En este caso del hostigamiento a la fiscal, el Supremo señaló que se investiga a Alvise por posibles injurias, coacciones y delito de odio contra Gisbert. El político ultra lanzó varios mensajes sobre esta fiscal en febrero de 2024 en su canal de Telegram. Alvise inició una de sus múltiples campañas de señalamientos a los fiscales especialistas en delitos de odio. En dos de los mensajes, Alvise publicó varias fotografías de la fiscal, que denunció al agitador por injurias y amenazas.
“Esta gente es la que nos está multando e intentando meter en prisión a miles de españoles por decir que la masiva inmigración ilegal es una INVASIÓN”, añadía el ultraderechista en uno de sus mensajes. La investigación constató que en dicho canal se realizaron hasta 1.500 comentarios “con contenidos insultantes o expresando la voluntad de perseguir o atacar a la fiscal en cualquiera de los lugares que frecuentara, atacar su casa, hacerla la vida imposible o abordar ataques contra ella en presencia de su familia”.
En la apertura de diligencias el Supremo apuntó que sus mensajes muestran “que pudo existir una intención voluntaria y consciente de comprometer, de manera permanente y profunda, el normal desarrollo de la vida cotidiana de su víctima”. Según argumentaron los jueces, este acoso se fundamentaba “a partir de la persecución que pudieran desplegar las centenares de personas que asumieran su reto”.
Otras causas de Alvise en el Supremo
El Tribunal Supremo tienen otras cuatro causas abiertas contra el europarlamentario de ultraderecha.

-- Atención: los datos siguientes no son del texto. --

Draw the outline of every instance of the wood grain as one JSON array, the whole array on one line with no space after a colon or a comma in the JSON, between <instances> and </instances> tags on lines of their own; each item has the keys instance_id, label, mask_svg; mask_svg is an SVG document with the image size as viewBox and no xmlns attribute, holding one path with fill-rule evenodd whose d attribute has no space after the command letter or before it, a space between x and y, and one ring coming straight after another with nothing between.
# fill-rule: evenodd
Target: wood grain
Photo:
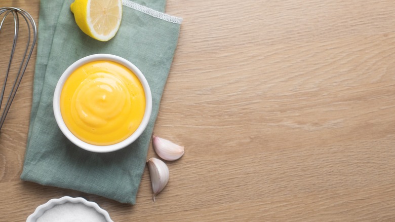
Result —
<instances>
[{"instance_id":1,"label":"wood grain","mask_svg":"<svg viewBox=\"0 0 395 222\"><path fill-rule=\"evenodd\" d=\"M0 6L38 21L39 4ZM65 195L116 221L395 220L392 1L168 0L167 12L184 20L154 131L186 150L156 203L146 169L133 206L20 180L35 52L0 134L0 221Z\"/></svg>"}]
</instances>

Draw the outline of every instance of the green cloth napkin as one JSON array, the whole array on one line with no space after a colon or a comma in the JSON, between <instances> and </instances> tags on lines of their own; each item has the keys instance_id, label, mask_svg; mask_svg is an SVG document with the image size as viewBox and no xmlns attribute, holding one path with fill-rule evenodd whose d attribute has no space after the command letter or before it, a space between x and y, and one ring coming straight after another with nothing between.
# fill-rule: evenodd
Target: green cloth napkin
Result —
<instances>
[{"instance_id":1,"label":"green cloth napkin","mask_svg":"<svg viewBox=\"0 0 395 222\"><path fill-rule=\"evenodd\" d=\"M73 2L41 1L33 101L21 178L134 204L182 20L156 11L164 11L165 1L123 0L118 32L101 42L77 26L69 8ZM152 95L152 114L142 135L131 145L108 153L86 151L70 142L59 129L52 108L63 72L77 60L97 53L132 62L145 76Z\"/></svg>"}]
</instances>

Por un lado, hay un caso de financiación ilegal, tal y como reveló elDiario.es, en el que el agitador de extrema derecha está investigado por financiar su candidatura de las últimas elecciones europeas con los 100.000 euros que Álvaro Romillo, empresario de las criptomonedas y también imputado por el colapso de su club de inversiones, le dio en Madrid pocas horas antes de que empezara la campaña electoral.
El juez José Luis Calama, titular del Juzgado Central de Instrucción Número 4 de la Audiencia Nacional, acordó mandar a prisión sin fianza a Álvaro Romillo por supuesta estafa con criptomonedas en noviembre de 2025. Romillo es el empresario del sector de las criptomonedas que financió a Alvise Pérez. Fue detenido tras hallar una cuenta vinculada al empresario con 29 millones de euros en Singapur nutrida con el dinero de los inversores del Madeira Invest Club (MIC) supuestamente estafados. Este caso también está siendo estudiado por la Eurocámara para decidir si levanta la inmunidad a Alvise para que sea juzgado por el Supremo.

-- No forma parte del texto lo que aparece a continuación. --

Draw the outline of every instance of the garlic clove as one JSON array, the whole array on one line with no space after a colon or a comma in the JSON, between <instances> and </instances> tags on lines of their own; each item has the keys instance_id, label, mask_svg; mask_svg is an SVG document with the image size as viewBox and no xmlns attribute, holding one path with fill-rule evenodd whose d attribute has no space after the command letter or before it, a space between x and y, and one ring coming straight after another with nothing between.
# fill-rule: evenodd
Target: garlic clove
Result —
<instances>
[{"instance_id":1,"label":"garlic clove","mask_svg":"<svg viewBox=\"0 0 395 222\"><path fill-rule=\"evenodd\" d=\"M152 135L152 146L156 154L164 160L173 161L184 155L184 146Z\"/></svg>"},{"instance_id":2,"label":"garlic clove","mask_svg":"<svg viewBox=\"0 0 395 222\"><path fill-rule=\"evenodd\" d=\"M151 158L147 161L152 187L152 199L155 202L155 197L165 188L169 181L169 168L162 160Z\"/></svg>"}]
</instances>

Además, Alvise está acusado en el Alto Tribunal por acosar a los dos eurodiputados de su propio partido, Se Acabó La Fiesta, y por difundir una prueba falsa de PCR del president de la Generalitat de Catalunya, Salvador Illa, un delito que el político ultra admitió ante los tribunales que había cometido.
La última querella presentada con el eurodiputado en el Supremo ha sido por el alcalde de Algeciras, José Antonio Landaluce, por un presunto delito de amenazas. El regidor estuvo acusado por malversación y acoso sexual, pero el Supremo archivó en enero la querella que presentó el PSOE contra él. El Supremo indicó que se aprecia un delito de amenazas condicionales con carácter subsidiario del político ultra.
Alvise Pérez presentó el pasado 12 de octubre su candidatura a las elecciones generales de España, que están previstas para 2027. En este acto aseguró que las investigaciones del Tribunal Supremo son una campaña de acoso contra él por parte del sistema “corrupto”.